Verify DKIM is signing:

terminal

sudo opendkim-testkey -d vincentiwuno.me -s default -vvv

If everything's right, you'll see key OK.

Step 5: DMARC — Domain-based Message Authentication, Reporting & Conformance

DMARC tells receiving servers what to do when SPF or DKIM fails. It also sends you reports so you can see who's trying to spoof your domain.

terminal

Record type: TXT
Host: _dmarc
Value: v=DMARC1; p=quarantine; sp=quarantine; rua=mailto:dmarc-reports@vincentiwuno.me; pct=100; fo=1

Breaking this down:

→p=quarantine — if authentication fails, send the email to spam (vs none or reject)
→sp=quarantine — same policy for subdomains
→rua=mailto:... — send aggregate reports to this address
→pct=100 — apply to 100% of email
→fo=1 — generate reports if either SPF or DKIM fails

Step 6: Testing Deliverability

I sent test emails to several providers:

terminal

echo "Testing SPF, DKIM, and DMARC configuration" | mail -s "Email Authentication Test" mypersonal@gmail.com

Then checked the full headers:

Authentication-Results: mx.google.com;
       spf=pass (google.com: domain of 0xvince@vincentiwuno.me designates 139.99.99.99 as permitted sender) smtp.mailfrom=0xvince@vincentiwuno.me;
       dkim=pass header.i=@vincentiwuno.me header.s=default;
       dmarc=pass (p=QUARANTINE sp=QUARANTINE dis=NONE)

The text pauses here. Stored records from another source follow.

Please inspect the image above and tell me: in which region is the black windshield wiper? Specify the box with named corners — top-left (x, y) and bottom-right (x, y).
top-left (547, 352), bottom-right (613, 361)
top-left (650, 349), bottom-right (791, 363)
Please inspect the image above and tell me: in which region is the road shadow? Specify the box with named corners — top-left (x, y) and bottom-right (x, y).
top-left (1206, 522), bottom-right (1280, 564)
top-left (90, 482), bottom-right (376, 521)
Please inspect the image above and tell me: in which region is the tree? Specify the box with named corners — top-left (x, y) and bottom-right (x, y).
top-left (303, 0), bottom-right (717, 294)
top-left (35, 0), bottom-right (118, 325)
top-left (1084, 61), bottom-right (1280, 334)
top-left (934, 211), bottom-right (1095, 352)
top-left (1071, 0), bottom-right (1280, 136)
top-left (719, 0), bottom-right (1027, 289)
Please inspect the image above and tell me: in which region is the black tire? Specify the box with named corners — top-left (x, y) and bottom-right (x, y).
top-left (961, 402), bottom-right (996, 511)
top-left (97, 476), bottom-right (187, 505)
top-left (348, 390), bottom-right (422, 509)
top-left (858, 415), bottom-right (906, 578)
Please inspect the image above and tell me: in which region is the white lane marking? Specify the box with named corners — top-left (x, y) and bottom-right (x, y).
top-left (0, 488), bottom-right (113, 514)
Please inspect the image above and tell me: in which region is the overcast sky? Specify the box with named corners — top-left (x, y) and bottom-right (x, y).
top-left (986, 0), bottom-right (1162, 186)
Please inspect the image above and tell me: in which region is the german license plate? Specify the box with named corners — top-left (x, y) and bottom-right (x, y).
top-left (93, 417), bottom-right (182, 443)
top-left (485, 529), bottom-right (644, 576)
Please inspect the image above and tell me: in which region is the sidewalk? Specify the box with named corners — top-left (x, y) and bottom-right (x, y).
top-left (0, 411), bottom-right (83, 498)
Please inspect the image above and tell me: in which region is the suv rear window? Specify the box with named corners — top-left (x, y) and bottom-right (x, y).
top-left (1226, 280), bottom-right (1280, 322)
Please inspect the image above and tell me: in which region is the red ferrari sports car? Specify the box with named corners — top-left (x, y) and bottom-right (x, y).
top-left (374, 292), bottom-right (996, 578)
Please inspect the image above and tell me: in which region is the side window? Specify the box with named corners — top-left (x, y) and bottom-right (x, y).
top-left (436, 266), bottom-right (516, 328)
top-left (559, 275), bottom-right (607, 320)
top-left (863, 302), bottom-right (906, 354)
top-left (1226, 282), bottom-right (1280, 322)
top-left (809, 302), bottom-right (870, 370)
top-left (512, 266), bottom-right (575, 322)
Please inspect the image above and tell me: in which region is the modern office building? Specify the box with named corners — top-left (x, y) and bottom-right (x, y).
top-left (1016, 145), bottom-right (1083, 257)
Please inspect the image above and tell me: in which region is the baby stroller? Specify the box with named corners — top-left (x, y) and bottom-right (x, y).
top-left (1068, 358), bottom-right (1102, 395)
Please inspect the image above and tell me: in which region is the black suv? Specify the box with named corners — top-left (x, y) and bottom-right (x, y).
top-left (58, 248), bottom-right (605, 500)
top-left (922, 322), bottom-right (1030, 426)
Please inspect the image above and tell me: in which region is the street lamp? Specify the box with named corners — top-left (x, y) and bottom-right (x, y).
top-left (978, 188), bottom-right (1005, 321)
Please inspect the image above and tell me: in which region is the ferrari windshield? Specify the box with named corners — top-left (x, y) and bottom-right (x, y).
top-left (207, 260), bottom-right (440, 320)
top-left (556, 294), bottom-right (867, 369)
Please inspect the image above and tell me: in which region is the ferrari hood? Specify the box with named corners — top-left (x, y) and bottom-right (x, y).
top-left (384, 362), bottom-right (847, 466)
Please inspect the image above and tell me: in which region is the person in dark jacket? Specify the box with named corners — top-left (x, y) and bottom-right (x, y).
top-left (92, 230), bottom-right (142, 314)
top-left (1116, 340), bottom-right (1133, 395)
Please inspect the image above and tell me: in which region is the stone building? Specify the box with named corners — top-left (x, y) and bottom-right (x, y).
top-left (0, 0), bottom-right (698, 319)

All three passed. Zero emails landed in spam.

Results

After the full setup:

→SPF: Pass ✅
→DKIM: Pass ✅
→DMARC: Pass ✅
→Deliverability: 100% inbox rate across Gmail, Outlook, and ProtonMail
→Spam folder: 0/20 test emails

The full authentication chain:

Email → Postfix signs (DKIM) → Relay to Brevo → SPF check → DKIM verify → DMARC policy → Inbox

What I Learned

Building a mail server from scratch demystifies the single most-used protocol on the internet. A few takeaways:

→
Email security is a chain — SPF, DKIM, and DMARC are worthless alone. Together, they form a trust layer that makes spoofing extremely difficult.
→
Relays are not cheating — Using Brevo (or SendGrid, or AWS SES) is standard practice. Direct-to-internet SMTP from a residential IP is a losing battle.
→
Testing is everything — Tools like swaks, mail-tester.com, and raw header inspection are invaluable for debugging.
→
DNS propagation is slow — Record changes can take 5 minutes to 48 hours. Patience matters.

The full config is reproducible in under an hour on a fresh Kali install. Every command, every DNS record, every test — documented and repeatable.

Next up: DKIM key rotation, DMARC reporting dashboards, and what happens when you deliberately misconfigure each record to study failure modes.